The scandal became impossible for the military to ignore.
Nixon Acts
Facing compounding pressure from Congress and the public, President Richard Nixon signed an executive order in 1969 banning all open-air testing of chemical and biological weapons. He separately renounced the U.S. biological weapons program entirely.
Dugway's research budget fell by 60 percent and the Army Chemical Corps came close to being disbanded altogether. Congress followed in November 1969 with legislation formally prohibiting open-air testing of any lethal chemical or biological warfare agent within the United States.
Live-agent testing at domestic facilities was restricted to secure laboratories and chemical weapons development effectively stopped. Nixon also submitted the 1925 Geneva Protocol to the Senate for ratification, a step the United States had declined to take for 44 years. The Senate ratified it in 1974.
The Classified Report
The Army commissioned an internal study on the sheep kill that was classified in 1969. It was declassified in 1978 but remained unpublicized for another two decades, sitting in government files without reaching a general audience.
In 1998, the Salt Lake Tribune obtained the document.
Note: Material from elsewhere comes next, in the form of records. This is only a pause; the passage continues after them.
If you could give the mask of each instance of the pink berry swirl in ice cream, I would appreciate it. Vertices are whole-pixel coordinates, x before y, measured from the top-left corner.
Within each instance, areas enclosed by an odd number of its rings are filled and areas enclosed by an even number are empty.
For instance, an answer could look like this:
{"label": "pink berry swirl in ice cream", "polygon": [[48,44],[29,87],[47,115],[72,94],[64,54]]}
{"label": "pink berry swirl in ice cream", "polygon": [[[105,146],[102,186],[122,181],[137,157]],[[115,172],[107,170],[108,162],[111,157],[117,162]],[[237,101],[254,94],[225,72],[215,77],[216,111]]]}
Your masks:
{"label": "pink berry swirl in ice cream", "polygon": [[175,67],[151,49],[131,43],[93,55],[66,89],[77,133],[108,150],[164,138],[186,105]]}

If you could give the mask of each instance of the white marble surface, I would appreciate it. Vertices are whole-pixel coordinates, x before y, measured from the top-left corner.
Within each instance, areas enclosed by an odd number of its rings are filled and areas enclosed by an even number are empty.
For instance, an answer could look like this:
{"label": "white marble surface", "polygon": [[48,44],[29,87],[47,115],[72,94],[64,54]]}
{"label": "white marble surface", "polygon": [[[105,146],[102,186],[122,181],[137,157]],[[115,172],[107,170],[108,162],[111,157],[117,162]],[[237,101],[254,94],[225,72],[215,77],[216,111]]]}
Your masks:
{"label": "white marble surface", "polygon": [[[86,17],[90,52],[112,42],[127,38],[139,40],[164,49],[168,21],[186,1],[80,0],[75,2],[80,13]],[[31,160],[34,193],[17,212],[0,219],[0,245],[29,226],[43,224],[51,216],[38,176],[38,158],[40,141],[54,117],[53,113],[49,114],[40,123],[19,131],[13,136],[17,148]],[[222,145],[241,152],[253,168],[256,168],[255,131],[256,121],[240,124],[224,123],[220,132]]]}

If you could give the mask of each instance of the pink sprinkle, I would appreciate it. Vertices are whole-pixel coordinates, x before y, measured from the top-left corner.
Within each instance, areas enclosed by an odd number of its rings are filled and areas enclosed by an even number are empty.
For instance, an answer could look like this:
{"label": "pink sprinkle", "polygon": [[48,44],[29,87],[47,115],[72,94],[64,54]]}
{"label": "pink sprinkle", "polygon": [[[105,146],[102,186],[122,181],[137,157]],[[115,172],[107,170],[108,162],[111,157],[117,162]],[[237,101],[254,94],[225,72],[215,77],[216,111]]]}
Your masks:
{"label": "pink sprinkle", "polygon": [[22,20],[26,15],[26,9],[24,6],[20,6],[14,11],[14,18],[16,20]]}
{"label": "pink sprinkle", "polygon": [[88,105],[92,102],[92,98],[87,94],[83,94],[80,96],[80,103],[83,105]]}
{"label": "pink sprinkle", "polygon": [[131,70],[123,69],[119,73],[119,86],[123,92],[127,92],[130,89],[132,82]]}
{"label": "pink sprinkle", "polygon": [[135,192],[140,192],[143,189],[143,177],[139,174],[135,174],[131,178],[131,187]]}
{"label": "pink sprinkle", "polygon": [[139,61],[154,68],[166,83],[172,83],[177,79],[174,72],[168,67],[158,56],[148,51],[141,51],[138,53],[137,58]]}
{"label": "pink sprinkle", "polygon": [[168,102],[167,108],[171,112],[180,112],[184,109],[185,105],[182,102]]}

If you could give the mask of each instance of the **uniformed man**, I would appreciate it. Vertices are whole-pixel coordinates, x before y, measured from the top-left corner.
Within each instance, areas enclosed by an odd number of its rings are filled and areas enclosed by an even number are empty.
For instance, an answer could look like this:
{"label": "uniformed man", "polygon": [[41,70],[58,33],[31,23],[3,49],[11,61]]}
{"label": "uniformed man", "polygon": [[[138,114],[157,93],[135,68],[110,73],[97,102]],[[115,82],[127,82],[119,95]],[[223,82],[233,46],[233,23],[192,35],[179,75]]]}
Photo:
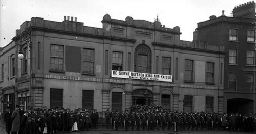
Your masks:
{"label": "uniformed man", "polygon": [[131,122],[131,129],[132,130],[134,130],[134,126],[135,125],[136,118],[135,117],[135,112],[133,111],[131,114],[130,122]]}
{"label": "uniformed man", "polygon": [[149,131],[150,130],[150,127],[151,126],[151,119],[150,118],[150,113],[148,112],[146,113],[146,123],[147,126],[147,129]]}
{"label": "uniformed man", "polygon": [[139,111],[137,111],[136,114],[135,115],[136,119],[136,124],[137,126],[137,130],[140,130],[141,125],[141,121],[140,117],[140,113]]}
{"label": "uniformed man", "polygon": [[145,115],[145,112],[141,112],[140,118],[141,122],[141,126],[142,127],[142,130],[145,130],[145,127],[146,125],[146,115]]}
{"label": "uniformed man", "polygon": [[124,114],[124,130],[127,131],[128,129],[128,125],[129,123],[129,115],[128,113],[128,111],[125,110],[125,113]]}
{"label": "uniformed man", "polygon": [[173,115],[173,122],[174,123],[174,131],[178,132],[178,125],[179,122],[179,117],[178,115],[178,111],[175,112],[175,114]]}
{"label": "uniformed man", "polygon": [[119,115],[119,111],[117,110],[114,116],[114,125],[115,125],[115,129],[116,130],[118,130],[118,125],[120,118]]}
{"label": "uniformed man", "polygon": [[110,120],[111,113],[109,112],[108,109],[105,113],[105,118],[106,118],[106,124],[107,125],[107,127],[108,127],[110,125]]}

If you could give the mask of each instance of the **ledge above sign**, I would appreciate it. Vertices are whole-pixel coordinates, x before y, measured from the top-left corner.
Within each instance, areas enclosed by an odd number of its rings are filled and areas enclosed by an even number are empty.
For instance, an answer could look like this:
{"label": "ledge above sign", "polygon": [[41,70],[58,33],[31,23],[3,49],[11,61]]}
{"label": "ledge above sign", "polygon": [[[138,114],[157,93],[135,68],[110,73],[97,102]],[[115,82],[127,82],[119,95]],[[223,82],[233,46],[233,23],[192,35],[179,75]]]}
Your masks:
{"label": "ledge above sign", "polygon": [[243,71],[253,71],[255,72],[256,70],[255,69],[255,67],[243,67],[242,68],[242,70]]}
{"label": "ledge above sign", "polygon": [[128,71],[112,70],[111,71],[111,77],[113,78],[125,78],[167,82],[172,81],[172,75]]}

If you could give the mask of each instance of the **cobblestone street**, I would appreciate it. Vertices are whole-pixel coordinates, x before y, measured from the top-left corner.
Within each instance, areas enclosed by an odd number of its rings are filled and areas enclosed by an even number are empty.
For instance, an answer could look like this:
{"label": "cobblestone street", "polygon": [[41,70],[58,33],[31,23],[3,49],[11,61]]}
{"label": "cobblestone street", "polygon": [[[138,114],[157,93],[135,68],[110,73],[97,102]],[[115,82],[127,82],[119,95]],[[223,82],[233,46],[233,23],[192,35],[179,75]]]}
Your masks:
{"label": "cobblestone street", "polygon": [[73,132],[65,134],[253,134],[254,133],[245,133],[237,132],[229,132],[226,131],[180,131],[178,132],[174,133],[173,131],[124,131],[114,130],[95,130],[88,131],[83,131]]}

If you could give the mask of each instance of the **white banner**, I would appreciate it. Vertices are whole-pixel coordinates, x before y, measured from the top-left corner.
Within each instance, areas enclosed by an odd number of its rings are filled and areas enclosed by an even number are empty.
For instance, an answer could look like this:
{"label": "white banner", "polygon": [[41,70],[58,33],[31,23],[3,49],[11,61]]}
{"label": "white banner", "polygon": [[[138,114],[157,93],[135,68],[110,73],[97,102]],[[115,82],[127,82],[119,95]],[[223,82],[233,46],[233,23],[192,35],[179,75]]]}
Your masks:
{"label": "white banner", "polygon": [[172,75],[128,71],[112,70],[111,71],[111,77],[113,78],[125,78],[143,80],[168,82],[172,82]]}

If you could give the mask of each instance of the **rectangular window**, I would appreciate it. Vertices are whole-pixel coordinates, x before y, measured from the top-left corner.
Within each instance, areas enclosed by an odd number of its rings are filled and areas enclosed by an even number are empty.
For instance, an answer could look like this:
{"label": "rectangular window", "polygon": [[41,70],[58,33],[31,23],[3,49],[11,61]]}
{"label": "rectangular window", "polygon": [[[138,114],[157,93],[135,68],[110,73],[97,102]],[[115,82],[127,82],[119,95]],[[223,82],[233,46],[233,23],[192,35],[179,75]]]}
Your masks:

Its central finding was described at the time of publication as the "first documented admission" from the Army that a nerve agent had caused the Skull Valley deaths. The word the report used was "incontrovertible."
Even after the document became public, the Army declined to formally acknowledge negligence. The Chemical Weapons Convention of 1993 codified broader international prohibitions that public pressure over Skull Valley had helped push into existence.
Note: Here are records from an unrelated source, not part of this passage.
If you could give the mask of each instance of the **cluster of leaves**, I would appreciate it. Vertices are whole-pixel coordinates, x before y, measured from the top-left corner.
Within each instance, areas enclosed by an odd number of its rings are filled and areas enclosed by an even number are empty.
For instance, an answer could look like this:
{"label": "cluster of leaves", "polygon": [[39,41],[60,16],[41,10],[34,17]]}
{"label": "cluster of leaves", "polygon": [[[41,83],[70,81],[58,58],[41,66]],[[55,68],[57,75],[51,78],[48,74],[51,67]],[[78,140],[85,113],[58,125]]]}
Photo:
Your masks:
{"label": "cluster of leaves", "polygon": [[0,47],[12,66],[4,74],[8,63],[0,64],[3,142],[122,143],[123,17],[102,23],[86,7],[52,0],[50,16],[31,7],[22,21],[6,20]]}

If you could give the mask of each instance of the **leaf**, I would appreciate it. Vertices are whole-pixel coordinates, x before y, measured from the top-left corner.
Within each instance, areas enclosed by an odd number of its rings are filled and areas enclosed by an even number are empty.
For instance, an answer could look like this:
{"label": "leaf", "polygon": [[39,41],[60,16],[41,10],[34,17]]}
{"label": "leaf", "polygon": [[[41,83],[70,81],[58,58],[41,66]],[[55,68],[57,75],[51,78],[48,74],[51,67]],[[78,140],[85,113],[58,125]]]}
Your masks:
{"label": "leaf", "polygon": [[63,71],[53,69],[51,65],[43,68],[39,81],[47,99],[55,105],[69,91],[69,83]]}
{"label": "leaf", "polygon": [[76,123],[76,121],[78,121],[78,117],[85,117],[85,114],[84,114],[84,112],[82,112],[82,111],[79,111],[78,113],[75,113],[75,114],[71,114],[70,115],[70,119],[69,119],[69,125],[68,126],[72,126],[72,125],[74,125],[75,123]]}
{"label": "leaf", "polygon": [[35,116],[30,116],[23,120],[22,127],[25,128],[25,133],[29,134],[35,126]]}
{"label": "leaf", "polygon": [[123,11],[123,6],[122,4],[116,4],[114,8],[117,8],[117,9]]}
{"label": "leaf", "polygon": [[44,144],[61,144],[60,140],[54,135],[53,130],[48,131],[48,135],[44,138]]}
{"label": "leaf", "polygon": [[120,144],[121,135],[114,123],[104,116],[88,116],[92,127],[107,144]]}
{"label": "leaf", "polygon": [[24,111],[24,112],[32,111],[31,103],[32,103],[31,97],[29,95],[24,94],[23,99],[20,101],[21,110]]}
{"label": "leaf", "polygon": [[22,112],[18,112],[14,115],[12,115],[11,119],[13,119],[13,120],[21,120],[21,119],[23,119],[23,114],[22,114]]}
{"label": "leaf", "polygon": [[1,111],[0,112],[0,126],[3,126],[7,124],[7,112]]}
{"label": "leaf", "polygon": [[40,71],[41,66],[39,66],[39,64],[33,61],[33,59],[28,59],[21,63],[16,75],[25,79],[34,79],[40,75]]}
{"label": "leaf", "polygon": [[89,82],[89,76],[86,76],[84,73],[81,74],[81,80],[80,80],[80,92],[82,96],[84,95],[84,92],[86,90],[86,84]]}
A malfunctioning spray nozzle and 6,400 dead sheep in the Utah desert accomplished more toward constraining America's chemical weapons program than four decades of international diplomacy had managed before them.
Sources: Smithsonian Magazine, "How the Death of 6,000 Sheep Spurred the American Debate on Chemical Weapons," Lorraine Boissoneault, April 2018; Modern War Institute at West Point, "Who Killed the Dugway Sheep? Why It Matters Fifty Years Later," March 2018; Science, Philip M. Boffey, "Nerve Gas: Dugway Accident Linked to Utah Sheep Kill," Dec. 27, 1968; Utah State Historical Society, History to Go, "Chemical Weapons Testing Created Controversy at Dugway"; Interesting Engineering, "How a Nerve Agent Killed Thousands of Sheep and Transformed Weapons Law in the US," Dec. 2021; Axios Salt Lake City, "Flashback: When Nerve Gas Killed Thousands of Utah Sheep Near Dugway," March 2024; Brig. Gen. William W. Stone Army investigation, 1968; National Communicable Disease Center findings on sheep tissue samples, 1968.